Taşoz adasında üç gün, Selanik’te iki gün kalıp dönmeyi düşünüyorum. Yola çıktım. Haritadan geçeğim yerlere baktım. Dedeağaç, Gümülcine, Yassıköy, İskeçe, Sarısaban, Kerametli den sonra Feribotla Thasos (Taşoz) adasına geçeceğim. Yola çıktım yol levhaları Yunan ve Latin harfleriyle yazılmış. Kent adları değişik yazıyordu. Levhalara aldırmadan yola devam ettim. “Keramoti’ye gidilecek. Git. İstikamet Keramoti. marş marş!” komutu ile istikametimi oraya çevirdim.

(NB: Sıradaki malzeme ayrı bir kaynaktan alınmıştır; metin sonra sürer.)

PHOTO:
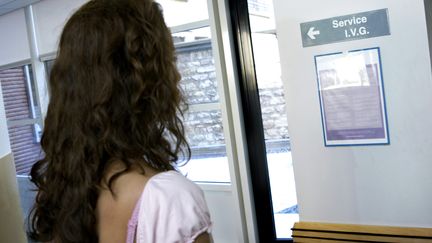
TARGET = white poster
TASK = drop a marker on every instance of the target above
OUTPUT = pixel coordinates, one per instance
(352, 98)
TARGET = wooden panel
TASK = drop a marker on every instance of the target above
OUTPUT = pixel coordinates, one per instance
(324, 232)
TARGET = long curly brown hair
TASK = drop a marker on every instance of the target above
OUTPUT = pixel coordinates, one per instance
(114, 96)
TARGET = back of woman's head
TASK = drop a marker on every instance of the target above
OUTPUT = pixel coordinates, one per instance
(114, 97)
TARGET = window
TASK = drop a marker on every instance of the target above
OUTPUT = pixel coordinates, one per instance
(23, 116)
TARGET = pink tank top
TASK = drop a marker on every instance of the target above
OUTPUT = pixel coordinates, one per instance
(171, 209)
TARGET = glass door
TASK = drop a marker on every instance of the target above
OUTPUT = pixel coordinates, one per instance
(265, 118)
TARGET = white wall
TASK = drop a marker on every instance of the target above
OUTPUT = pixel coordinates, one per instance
(50, 17)
(376, 185)
(14, 43)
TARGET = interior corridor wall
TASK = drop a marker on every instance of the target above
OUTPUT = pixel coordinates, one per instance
(50, 18)
(374, 185)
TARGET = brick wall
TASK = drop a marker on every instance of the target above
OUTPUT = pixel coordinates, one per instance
(200, 86)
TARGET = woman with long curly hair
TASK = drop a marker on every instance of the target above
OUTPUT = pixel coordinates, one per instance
(113, 134)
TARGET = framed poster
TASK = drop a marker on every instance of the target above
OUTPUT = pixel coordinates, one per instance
(352, 98)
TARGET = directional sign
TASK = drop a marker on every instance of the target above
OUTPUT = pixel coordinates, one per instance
(345, 28)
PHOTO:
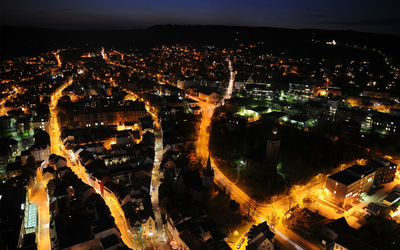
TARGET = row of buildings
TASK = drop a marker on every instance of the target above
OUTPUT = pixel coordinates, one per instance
(349, 184)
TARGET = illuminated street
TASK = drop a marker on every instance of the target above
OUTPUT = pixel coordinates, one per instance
(38, 194)
(262, 211)
(75, 165)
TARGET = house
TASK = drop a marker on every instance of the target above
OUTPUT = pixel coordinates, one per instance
(385, 170)
(40, 153)
(349, 184)
(260, 237)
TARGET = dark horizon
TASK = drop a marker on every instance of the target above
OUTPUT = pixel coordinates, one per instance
(367, 16)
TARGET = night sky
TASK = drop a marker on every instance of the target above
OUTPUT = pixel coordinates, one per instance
(368, 15)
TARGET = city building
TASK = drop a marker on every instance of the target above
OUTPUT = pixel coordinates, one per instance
(273, 144)
(260, 237)
(349, 184)
(40, 153)
(385, 170)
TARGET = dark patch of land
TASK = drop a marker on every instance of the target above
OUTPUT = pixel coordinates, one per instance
(18, 41)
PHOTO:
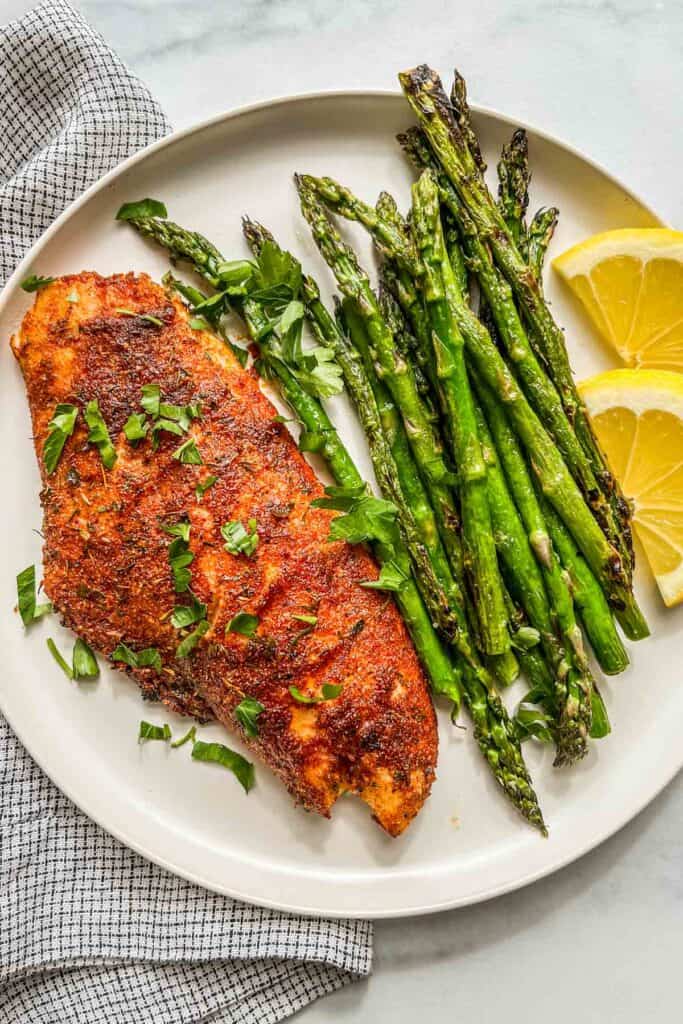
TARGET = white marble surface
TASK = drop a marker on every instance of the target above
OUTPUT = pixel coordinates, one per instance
(602, 940)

Yola çıktım mı hedefe varana kadar oyalanmadan giderim. Öyle yol kenarında nohut, ayçiçeği, kavun, karpuz yola yola yoluma devam etmeyi sevmem. Keramoti Limanı’ndan feribota bindim. Feribotta giderken adayı inceledim. Bursa’daki Gölyazı Adası’nın çok çok büyüğü gibi; üzerinde ormanların, tarihi iki üç katlı binaların olduğu bir ada şeklinde gördüm. Kırk dakika sonra Thasos adasındaydım. Feribotla adaya geçişte araç için 25 Euro, kişi başı beş Euro alıyorlar. Otuz Euro’ya geçtim. Limenas denilen kasabada indim. Otelimi buldum. İnsanlar hem İngilizce hem Türkçe biliyorlar. Anlaşmam zor olmadı. Üç katlı binadaki odama yerleştim.

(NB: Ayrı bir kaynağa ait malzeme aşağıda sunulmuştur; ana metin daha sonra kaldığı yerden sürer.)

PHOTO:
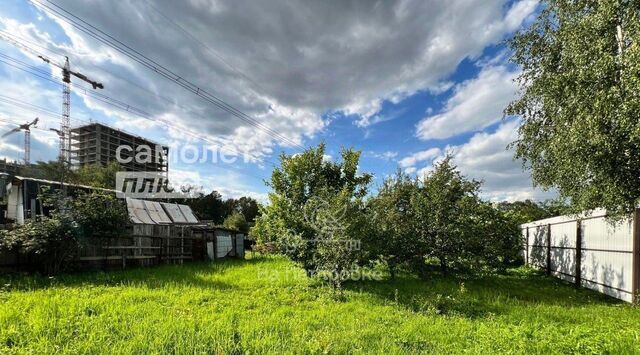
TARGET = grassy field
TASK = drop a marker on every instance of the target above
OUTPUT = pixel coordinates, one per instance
(265, 305)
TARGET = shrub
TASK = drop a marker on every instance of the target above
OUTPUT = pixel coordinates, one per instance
(50, 243)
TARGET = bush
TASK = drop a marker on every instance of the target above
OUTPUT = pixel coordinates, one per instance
(50, 243)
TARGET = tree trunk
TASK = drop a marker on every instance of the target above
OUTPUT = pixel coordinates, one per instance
(443, 266)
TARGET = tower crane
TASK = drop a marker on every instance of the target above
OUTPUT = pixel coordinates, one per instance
(65, 124)
(27, 138)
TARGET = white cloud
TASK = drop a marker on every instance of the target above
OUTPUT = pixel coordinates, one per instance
(228, 184)
(291, 61)
(474, 105)
(485, 157)
(415, 158)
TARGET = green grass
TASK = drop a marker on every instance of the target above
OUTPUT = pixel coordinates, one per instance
(244, 306)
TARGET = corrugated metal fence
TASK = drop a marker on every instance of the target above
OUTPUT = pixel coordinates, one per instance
(588, 250)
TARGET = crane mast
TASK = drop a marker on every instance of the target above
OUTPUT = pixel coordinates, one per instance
(65, 123)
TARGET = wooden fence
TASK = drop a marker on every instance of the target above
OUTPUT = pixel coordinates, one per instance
(588, 250)
(145, 245)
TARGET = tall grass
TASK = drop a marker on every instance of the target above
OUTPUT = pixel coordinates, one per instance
(267, 305)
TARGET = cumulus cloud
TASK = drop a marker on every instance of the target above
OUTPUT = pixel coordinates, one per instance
(387, 155)
(413, 159)
(282, 63)
(486, 157)
(474, 105)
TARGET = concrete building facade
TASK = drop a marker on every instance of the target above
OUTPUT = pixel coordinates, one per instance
(96, 143)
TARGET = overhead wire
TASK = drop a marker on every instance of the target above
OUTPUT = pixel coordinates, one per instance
(154, 66)
(83, 90)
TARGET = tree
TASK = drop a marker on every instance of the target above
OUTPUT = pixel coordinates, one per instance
(304, 187)
(496, 239)
(50, 242)
(236, 221)
(578, 101)
(393, 221)
(442, 209)
(342, 225)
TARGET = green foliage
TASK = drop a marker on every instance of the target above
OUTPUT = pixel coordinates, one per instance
(343, 224)
(236, 221)
(496, 239)
(97, 175)
(310, 194)
(580, 77)
(99, 214)
(49, 243)
(393, 222)
(443, 206)
(212, 207)
(266, 305)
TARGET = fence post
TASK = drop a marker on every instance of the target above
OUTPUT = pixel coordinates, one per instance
(549, 249)
(526, 248)
(578, 272)
(635, 273)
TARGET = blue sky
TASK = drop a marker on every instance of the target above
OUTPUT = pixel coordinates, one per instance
(403, 82)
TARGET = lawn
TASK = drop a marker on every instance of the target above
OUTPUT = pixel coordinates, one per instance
(266, 305)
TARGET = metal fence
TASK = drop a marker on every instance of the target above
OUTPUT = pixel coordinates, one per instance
(588, 250)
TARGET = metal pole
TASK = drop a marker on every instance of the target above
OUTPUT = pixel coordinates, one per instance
(635, 273)
(578, 272)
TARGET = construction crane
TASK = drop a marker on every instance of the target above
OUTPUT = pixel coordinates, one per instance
(27, 138)
(65, 124)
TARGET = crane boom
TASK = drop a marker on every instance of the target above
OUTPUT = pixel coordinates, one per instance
(66, 73)
(65, 125)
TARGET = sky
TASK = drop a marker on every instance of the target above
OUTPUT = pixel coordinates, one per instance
(404, 82)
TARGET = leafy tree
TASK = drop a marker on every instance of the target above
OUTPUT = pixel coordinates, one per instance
(99, 214)
(236, 221)
(50, 243)
(579, 101)
(303, 186)
(342, 225)
(496, 240)
(248, 206)
(393, 221)
(442, 208)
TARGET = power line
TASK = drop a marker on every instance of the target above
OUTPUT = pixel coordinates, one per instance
(204, 45)
(118, 104)
(154, 66)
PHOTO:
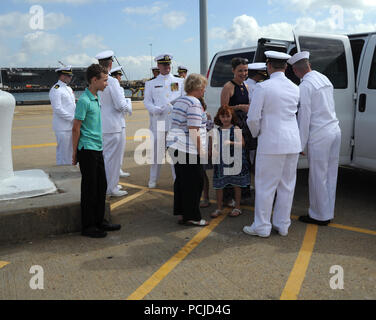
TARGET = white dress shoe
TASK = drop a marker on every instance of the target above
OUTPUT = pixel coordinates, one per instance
(152, 185)
(118, 193)
(249, 230)
(124, 174)
(280, 232)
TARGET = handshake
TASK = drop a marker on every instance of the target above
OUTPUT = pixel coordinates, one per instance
(162, 109)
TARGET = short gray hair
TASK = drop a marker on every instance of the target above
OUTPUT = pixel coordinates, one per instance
(194, 81)
(302, 65)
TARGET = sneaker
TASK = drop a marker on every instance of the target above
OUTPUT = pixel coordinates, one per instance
(231, 203)
(152, 185)
(106, 226)
(281, 233)
(250, 231)
(118, 193)
(94, 233)
(124, 174)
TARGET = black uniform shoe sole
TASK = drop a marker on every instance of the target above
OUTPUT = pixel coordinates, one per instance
(111, 227)
(308, 219)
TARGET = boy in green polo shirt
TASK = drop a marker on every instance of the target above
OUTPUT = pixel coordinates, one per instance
(87, 150)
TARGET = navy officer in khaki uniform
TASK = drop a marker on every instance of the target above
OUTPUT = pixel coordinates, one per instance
(158, 95)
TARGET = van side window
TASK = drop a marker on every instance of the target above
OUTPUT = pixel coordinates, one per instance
(328, 57)
(372, 73)
(356, 49)
(222, 70)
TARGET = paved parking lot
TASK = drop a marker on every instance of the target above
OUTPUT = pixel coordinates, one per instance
(152, 257)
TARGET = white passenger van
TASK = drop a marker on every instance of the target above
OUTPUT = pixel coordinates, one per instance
(349, 61)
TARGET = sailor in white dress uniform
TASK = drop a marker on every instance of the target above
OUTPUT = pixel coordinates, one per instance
(321, 134)
(158, 95)
(117, 74)
(256, 73)
(113, 107)
(63, 104)
(272, 118)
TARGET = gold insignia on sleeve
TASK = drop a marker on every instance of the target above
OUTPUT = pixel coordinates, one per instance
(175, 86)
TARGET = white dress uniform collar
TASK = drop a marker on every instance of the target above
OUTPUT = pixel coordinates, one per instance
(277, 74)
(61, 83)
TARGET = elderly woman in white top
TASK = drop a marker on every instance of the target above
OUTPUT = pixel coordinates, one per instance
(187, 144)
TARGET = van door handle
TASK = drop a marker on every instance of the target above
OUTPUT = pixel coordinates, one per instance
(362, 102)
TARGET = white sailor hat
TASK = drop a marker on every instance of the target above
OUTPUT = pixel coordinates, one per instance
(164, 58)
(182, 68)
(65, 70)
(105, 55)
(116, 70)
(275, 55)
(298, 56)
(257, 66)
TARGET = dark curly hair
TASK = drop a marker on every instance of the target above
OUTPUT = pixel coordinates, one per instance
(225, 110)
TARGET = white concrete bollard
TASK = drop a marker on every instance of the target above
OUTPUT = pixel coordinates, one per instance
(19, 184)
(7, 105)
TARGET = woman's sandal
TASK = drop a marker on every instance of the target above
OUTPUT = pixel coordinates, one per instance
(216, 213)
(201, 223)
(235, 213)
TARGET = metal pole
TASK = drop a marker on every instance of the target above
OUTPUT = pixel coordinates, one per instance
(203, 37)
(151, 59)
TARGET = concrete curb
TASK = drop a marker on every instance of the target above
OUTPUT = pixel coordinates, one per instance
(53, 214)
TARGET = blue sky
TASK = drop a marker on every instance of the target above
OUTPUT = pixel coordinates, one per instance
(74, 31)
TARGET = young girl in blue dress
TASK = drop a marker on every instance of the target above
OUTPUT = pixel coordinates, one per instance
(226, 120)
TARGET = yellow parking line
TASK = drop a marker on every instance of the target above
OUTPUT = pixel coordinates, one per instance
(343, 227)
(33, 127)
(297, 275)
(43, 145)
(361, 230)
(163, 271)
(35, 146)
(127, 199)
(3, 264)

Karnım iyice acıktı. Otel çalışanlarından nerede yemek yiyebileceğimi sordum. Yürüme mesafesinde bir lokantayı salık verdiler. Fiyat listelerine baktım. Çupra, tavuk döner, gyros ve cacıki 37 Euro imiş. O mönüden istedim. Ekmek yemeklerin yanında verilmeyip ayrıca bir Euro’ya satılıyormuş. Bir yaşıma daha girdim. Bir de ekmek istedim. Hâlbuki ben bir kap çorba söyleyip karnımı daha çok ekmekle doyurmayı planlamıştım. Bu planım suya düştü. Yemekler geldi ki, büyük tabaklar tıka basa dolu; üç kişiyi doyuracak kadar. Üçte birini ancak yiyebildim. Kalan yemekleri poşete koyup otele getirdim. Buzdolabına yerleştirdim. Yarın öğle ve akşam yemeğim hazırdı.
Klimalı odamda güzel bir uyku çektim. Sabah karnım iyice acıkmıştı. Otel çalışanlarına şöyle iyi bir yerde kahvaltı etmek istediğimi söyledim. Buraya yedi, sekiz km uzaklıkta olan Panagiya Köyü’nde ünlü Panetteriye Pastanesi varmış.(P harfini ne kadar da çok severlermiş) Oraya gitmemi önderdiler. O pastaneyi buldum. İki katlı beyaz badanalı tarihi bir binanın giriş katındaymış. Kıymalı, peynirli, çikolatalı börekler, kurabiyelerle dolu dolu kahvaltı dokuz Euro’ymuş. Çay istedim. Onun da fiyatı üç Euro olmasın mı? Yüz sekiz liraya çay mı olurmuş? Hem bana hem keseme afiyet olsun! Kıymalı ve diğer böreklerin içlerindeki malzemeler o kadar çoktu ki altından desteklemesem ağırlıktan yırtılıp döküleceklerdi neredeyse. Onların da kalanlarını sonra yemek için otelime getirdim.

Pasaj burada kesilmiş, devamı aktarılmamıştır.